Scarches-Complete Skill
Comprehensive assistance with scArches (single-cell architecture surgery) development, generated from official documentation. scArches enables integration of newly produced single-cell datasets into integrated reference atlases through decentralized training and model surgery.
When to Use This Skill
This skill should be triggered when:
- •Building reference atlases using scVI, trVAE, scANVI, totalVI, or expiMap models
- •Mapping query datasets to existing reference atlases for cell type annotation
- •Performing cell type label transfer from reference to query datasets
- •Integrating multi-modal data (CITE-seq, scRNA-seq + ATAC, TCR + transcriptome)
- •Analyzing spatial transcriptomics data with SageNet
- •Working with gene programs and pathway analysis using expiMap
- •Training deep generative models for single-cell data integration
- •Debugging scArches models or optimization issues
- •Learning best practices for single-cell reference mapping
Quick Reference
Essential Code Patterns
Import and Setup
import warnings warnings.simplefilter(action='ignore') import scanpy as sc import torch import scarches as sca import numpy as np import gdown
Reference Model Training (expiMap)
# Prepare data with gene annotations
sca.utils.add_annotations(adata, 'reactome.gmt', min_genes=12, clean=True)
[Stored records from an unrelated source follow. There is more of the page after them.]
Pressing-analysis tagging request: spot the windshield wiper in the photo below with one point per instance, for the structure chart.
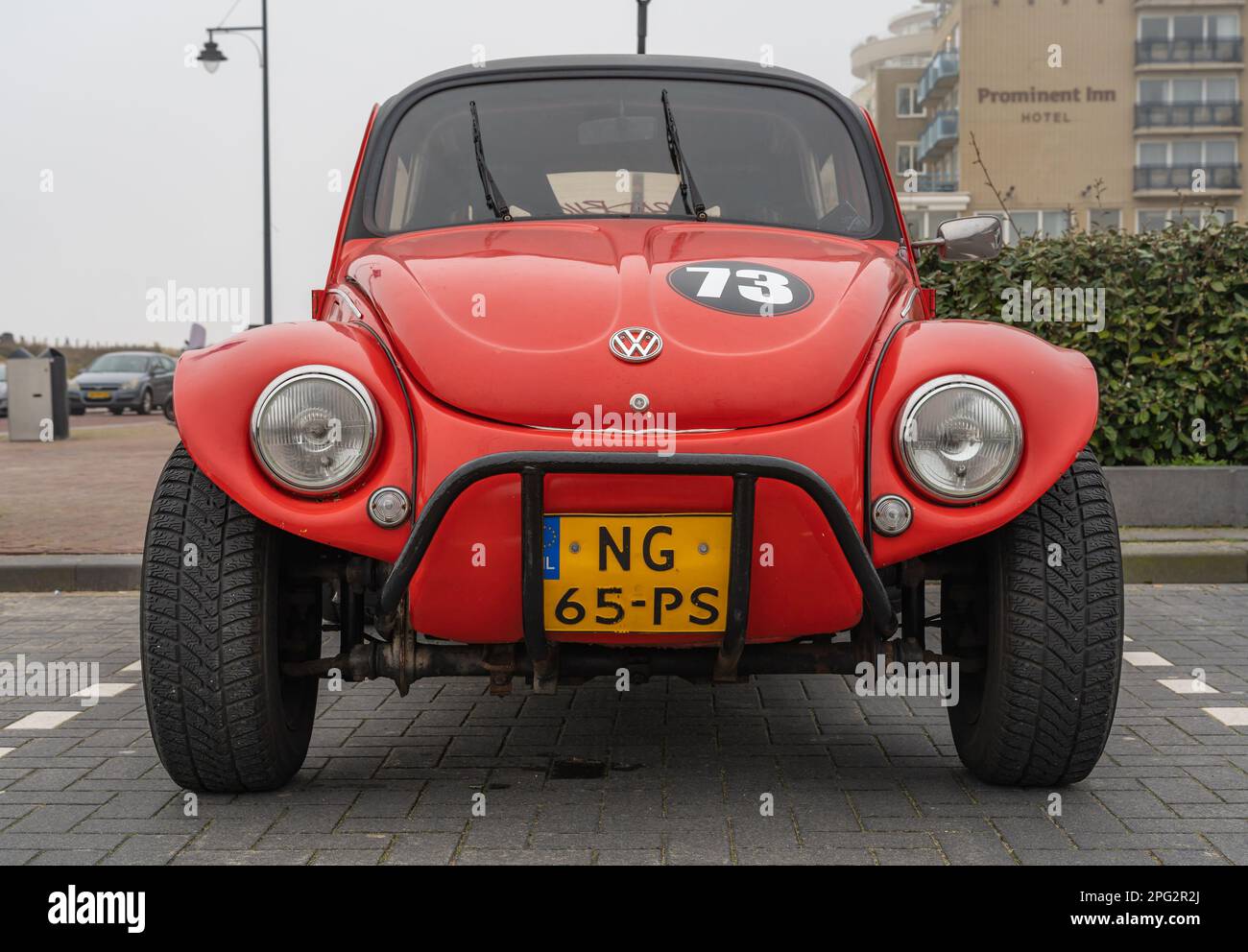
(493, 195)
(687, 190)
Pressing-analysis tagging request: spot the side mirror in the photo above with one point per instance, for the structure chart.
(976, 238)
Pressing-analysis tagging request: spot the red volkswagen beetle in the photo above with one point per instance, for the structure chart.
(623, 367)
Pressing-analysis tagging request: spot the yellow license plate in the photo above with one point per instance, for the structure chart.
(636, 573)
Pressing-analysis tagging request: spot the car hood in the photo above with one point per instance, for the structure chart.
(512, 322)
(86, 378)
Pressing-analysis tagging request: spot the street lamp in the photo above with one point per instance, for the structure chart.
(212, 58)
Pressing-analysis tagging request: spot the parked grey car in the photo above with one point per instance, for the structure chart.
(136, 379)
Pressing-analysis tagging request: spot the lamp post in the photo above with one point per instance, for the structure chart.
(212, 58)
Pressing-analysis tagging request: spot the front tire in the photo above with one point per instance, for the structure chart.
(215, 614)
(1046, 616)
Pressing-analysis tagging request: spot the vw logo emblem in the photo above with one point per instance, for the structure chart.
(636, 345)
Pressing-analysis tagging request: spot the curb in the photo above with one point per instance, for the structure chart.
(1171, 563)
(70, 573)
(1159, 563)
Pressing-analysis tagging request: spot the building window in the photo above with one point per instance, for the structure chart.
(1185, 91)
(907, 101)
(1160, 219)
(916, 225)
(1189, 26)
(907, 157)
(1105, 219)
(1188, 153)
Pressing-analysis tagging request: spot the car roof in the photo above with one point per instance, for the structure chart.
(607, 66)
(608, 63)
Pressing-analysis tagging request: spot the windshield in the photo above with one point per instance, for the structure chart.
(561, 149)
(119, 363)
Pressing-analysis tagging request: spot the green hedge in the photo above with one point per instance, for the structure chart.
(1174, 344)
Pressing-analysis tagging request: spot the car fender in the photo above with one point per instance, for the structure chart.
(1053, 390)
(216, 390)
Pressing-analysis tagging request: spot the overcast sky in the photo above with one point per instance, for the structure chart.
(124, 166)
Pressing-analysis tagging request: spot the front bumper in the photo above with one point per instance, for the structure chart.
(533, 466)
(119, 399)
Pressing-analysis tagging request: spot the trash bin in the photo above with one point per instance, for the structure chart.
(30, 398)
(60, 393)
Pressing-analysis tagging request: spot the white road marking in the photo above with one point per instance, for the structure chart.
(1146, 659)
(42, 720)
(1231, 716)
(1187, 685)
(110, 689)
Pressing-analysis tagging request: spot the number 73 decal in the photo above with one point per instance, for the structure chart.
(740, 287)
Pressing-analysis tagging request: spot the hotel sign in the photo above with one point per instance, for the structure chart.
(1036, 96)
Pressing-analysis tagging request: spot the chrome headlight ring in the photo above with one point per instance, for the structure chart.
(981, 406)
(357, 398)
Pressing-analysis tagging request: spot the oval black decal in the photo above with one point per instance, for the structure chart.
(741, 287)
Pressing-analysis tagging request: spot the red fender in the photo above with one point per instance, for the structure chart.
(1053, 390)
(216, 388)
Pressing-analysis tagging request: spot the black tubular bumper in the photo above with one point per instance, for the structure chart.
(744, 469)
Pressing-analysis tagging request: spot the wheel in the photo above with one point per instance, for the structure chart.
(216, 618)
(1044, 611)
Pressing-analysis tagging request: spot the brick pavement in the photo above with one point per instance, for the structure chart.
(669, 773)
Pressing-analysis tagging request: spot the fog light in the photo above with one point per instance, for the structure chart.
(388, 507)
(891, 515)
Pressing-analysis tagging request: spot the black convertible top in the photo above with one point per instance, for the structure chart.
(608, 66)
(627, 63)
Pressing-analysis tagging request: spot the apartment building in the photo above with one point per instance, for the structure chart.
(1086, 113)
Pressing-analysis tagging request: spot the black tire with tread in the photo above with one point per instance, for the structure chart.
(1043, 713)
(221, 715)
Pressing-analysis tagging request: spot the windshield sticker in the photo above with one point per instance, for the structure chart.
(741, 287)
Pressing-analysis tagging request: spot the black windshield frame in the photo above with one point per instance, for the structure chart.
(362, 224)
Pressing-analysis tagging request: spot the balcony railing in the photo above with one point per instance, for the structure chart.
(1168, 178)
(941, 133)
(1189, 113)
(1178, 51)
(939, 75)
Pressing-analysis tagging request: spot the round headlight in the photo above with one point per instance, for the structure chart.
(315, 428)
(960, 438)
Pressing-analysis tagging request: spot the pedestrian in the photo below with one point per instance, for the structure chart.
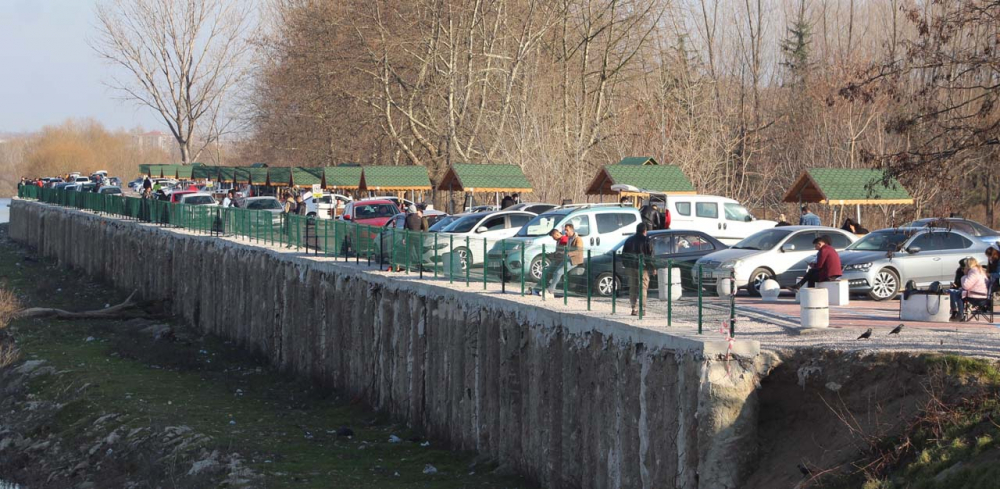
(227, 201)
(972, 287)
(650, 216)
(414, 225)
(808, 218)
(572, 256)
(827, 265)
(637, 258)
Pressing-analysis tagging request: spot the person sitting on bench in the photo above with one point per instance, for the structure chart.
(827, 265)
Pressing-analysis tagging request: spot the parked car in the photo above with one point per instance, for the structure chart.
(198, 198)
(881, 262)
(330, 206)
(371, 212)
(967, 226)
(781, 254)
(601, 227)
(720, 217)
(681, 249)
(393, 228)
(535, 207)
(490, 226)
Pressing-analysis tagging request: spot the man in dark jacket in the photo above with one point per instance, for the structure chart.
(650, 216)
(638, 250)
(827, 265)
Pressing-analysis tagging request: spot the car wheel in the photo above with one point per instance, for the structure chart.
(463, 257)
(885, 285)
(536, 268)
(605, 284)
(757, 279)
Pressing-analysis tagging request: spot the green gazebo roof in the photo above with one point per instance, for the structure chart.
(847, 186)
(668, 179)
(488, 177)
(638, 161)
(394, 178)
(346, 177)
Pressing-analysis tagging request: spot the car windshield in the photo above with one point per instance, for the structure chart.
(462, 225)
(888, 240)
(372, 211)
(199, 200)
(762, 240)
(264, 204)
(736, 212)
(541, 225)
(442, 223)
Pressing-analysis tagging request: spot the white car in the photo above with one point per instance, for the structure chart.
(721, 218)
(198, 198)
(779, 253)
(479, 226)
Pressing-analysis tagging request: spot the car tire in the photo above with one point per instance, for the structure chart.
(603, 285)
(757, 278)
(885, 285)
(536, 267)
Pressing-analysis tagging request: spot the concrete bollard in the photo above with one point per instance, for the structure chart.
(661, 283)
(814, 308)
(932, 308)
(839, 292)
(770, 290)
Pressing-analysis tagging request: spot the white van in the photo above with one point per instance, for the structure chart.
(602, 227)
(720, 217)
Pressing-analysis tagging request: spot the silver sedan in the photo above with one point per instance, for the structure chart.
(883, 261)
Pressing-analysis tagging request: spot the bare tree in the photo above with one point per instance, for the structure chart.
(180, 59)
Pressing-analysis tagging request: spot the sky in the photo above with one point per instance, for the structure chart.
(50, 73)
adata._inplace_subset_var(adata.varm['I'].sum(1)>0)
# Initialize and train model
intr_cvae = sca.models.EXPIMAP(
adata=adata,
condition_key='study',
hidden_layer_sizes=[256, 256, 256],
recon_loss='nb'
)
# Train with early stopping
early_stopping_kwargs = {
"early_stopping_metric": "val_unweighted_loss",
"threshold": 0,
"patience": 50,
"reduce_lr": True,
"lr_patience": 13,
"lr_factor": 0.1,
}
intr_cvae.train(
n_epochs=400,
alpha_epoch_anneal=100,
alpha=0.7,
alpha_kl=0.5,
early_stopping_kwargs=early_stopping_kwargs,
use_early_stopping=True
)
Query Dataset Mapping
# Load pretrained reference model
model = sca.models.SCANVI.load_query_data(adata_query, reference_model)
# Fine-tune on query data
model.train(
n_epochs=100,
train_size=1.0,
lr=1e-4,
use_early_stopping=True
)
# Get latent representation
latent = model.get_latent_representation()
Cell Type Label Transfer
# Train weighted KNN classifier
knn_model = sca.utils.weighted_knn_trainer(
train_adata,
train_adata_emb='X_emb',
n_neighbors=50
)
# Transfer labels to query
sca.utils.weighted_knn_transfer(
query_adata,
ref_adata_obs=train_adata.obs,
label_keys='cell_type',
knn_model=knn_model,
threshold=0.5
)
Multi-modal Integration (mvTCR)
# Initialize mvTCR model for TCR + transcriptome
model = sca.models.mvTCR.models.mixture_modules.moe.MoEModel(
adata_train,
params_architecture,
balanced_sampling='clonotype',
metadata=['clonotype', 'Sample', 'Type'],
conditional='Cohort'
)
# Train model
model.train(n_epochs=200, early_stop=5)
Model Sharing with Zenodo
# Upload trained model to Zenodo
download_link = sca.utils.zenodo.upload_model(
model=trained_model,
deposition_id='your_deposition_id',
access_token='your_token',
model_name='my_scarches_model'
)
# Download model from Zenodo
extract_dir = sca.utils.zenodo.download_model(
link='download_link',
save_path='models/',
extract_dir=True
)
Reference Files
This skill includes comprehensive documentation in references/:
Core Documentation
- •
api_reference.md - Complete API reference for all scArches functions and classes
- •Zenodo integration utilities for model sharing
- •Utility functions for annotations and KNN classification
- •Model training and inference methods
- •
getting_started.md - Installation and introduction guide
- •Installation via pip, conda, or from source
- •Overview of scArches capabilities and model types
- •Quick start examples and basic workflow
- •
training_tips.md - Best practices for model training
- •Loss function selection (nb, zinb, mse)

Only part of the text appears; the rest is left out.